Baked Beans off The Menu As Brown Unveils Flatulence Tax

Funny story written by Jools M

Wednesday, 6 December 2006

image for Baked Beans off The Menu As Brown Unveils Flatulence Tax
Beans, beans, they're good for your heart. The more you eat, the more you fart.

The chancellor today unveiled a raft of new taxation to deal with the growing threat from greenhouse gases and global warming.

Following the recent study by Professor C.O. Tew, the renowned climate specialist a new and potentially lethal cause of global warming has been identified and the chancellor has acted quickly to address the problem.

Human flatulence it seems is the biggest contributor to greenhouse gas emissions with the average Briton producing around 4.9 cubic metres per day. "This is a growing problem" commented professor Tew, "the sheer volume of methane produced is causing our methane footprint to grow out of all proportion and this can give rise to fundamental changes in the atmosphere including foul smelling polluted air and in the worst case, something known as brown rainwhich is a phenomenon until now only seen in the Indian sub continent"

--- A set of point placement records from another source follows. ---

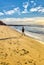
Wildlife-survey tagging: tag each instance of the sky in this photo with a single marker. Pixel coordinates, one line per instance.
(21, 8)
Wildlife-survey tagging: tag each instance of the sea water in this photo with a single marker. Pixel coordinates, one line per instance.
(34, 31)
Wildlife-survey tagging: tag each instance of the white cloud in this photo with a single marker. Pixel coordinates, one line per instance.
(37, 9)
(1, 13)
(25, 5)
(25, 11)
(34, 20)
(14, 10)
(33, 2)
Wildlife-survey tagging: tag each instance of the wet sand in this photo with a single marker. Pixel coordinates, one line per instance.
(18, 49)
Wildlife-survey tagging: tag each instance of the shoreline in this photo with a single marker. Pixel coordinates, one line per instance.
(21, 48)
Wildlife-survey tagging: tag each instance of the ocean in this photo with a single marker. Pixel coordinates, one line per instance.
(36, 32)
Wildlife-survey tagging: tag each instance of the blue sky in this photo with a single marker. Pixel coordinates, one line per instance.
(21, 8)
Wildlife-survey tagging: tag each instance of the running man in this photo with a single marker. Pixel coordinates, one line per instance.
(23, 30)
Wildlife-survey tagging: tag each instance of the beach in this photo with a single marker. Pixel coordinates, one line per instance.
(19, 49)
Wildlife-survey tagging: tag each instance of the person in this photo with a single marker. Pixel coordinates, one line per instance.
(23, 30)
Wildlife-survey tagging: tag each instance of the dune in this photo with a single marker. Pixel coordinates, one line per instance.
(18, 49)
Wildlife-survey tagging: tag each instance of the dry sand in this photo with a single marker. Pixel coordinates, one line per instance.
(16, 49)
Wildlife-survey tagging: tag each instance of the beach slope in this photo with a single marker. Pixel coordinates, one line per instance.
(17, 49)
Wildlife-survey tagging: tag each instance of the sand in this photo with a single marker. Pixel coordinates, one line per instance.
(18, 49)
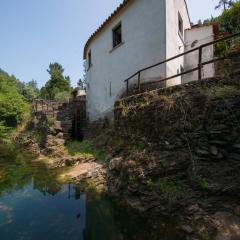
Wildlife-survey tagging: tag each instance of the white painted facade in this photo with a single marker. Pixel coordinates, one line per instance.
(150, 34)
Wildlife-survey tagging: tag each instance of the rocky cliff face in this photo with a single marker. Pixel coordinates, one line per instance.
(176, 152)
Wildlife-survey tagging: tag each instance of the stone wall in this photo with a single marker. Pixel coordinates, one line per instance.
(182, 153)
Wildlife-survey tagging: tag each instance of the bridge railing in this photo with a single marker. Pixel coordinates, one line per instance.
(198, 68)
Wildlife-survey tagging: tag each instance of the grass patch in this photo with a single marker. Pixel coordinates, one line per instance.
(222, 92)
(84, 149)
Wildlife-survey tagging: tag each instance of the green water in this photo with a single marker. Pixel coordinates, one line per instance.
(34, 205)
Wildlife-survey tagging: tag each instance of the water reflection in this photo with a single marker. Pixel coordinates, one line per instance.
(35, 206)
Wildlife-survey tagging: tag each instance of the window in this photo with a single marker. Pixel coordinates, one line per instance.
(117, 35)
(182, 69)
(89, 59)
(180, 24)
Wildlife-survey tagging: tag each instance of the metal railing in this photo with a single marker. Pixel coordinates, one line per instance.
(199, 67)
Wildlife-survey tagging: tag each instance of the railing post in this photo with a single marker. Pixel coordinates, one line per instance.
(139, 78)
(127, 87)
(200, 64)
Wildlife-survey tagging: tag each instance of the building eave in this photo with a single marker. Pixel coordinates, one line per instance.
(119, 9)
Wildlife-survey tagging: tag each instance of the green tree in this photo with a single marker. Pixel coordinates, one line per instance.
(57, 82)
(13, 105)
(225, 4)
(30, 90)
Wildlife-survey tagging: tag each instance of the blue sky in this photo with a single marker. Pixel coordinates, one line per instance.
(35, 33)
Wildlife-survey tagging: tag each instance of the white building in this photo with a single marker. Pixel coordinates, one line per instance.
(138, 34)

The regional variations in UK output of flatulence is truly staggering, with extremely high concentrations in areas such as Brick Lane in London and Bradford's, Manchester road, both of which have high numbers of curry restaurants. Time of day can also have a significant bearing on emission levels, researchers from the Flatulence Abatement Research Technicians Service (F.A.R.T.S) discovered that emissions peak between 7:00am and 8:30am and the met office has reported a decrease in air quality and a corresponding increase in barometric pressure between these times.

To deal with the problem the chancellor has announced a tax of £1.50 on all beans, pulses, and vegetarian ready meals. In addition to this measure Indian and vegetarian restaurants will have a flat levy of £89.54 added to each bill to discourage consumption of these environmentally hostile foods. "We will not legislate at this stage," said the chancellor, "however, we are studying a framework of legislation to manage this problem, with penalties for excessive emissions which could include an offender having to wear a permanent bung with a tracking device attached to ensure compliance"

The chancellor then announced the appointment of a John Prescott as the governments Fart Tsar, in a moment of levity he was heard to comment "lets face it he is usually blowing off about something or other." The chancellor conceded the need for a balanced approach, however, and to take the sting out of the new tax he announced that V.A.T will no longer be charged on air fresheners, and deodorants.

Animal rights groups were delighted saying, "at last we should see the abuse of dogs decline."

The new tax will come into effect at midnight.

The funny story above is a satire or parody. It is entirely fictitious.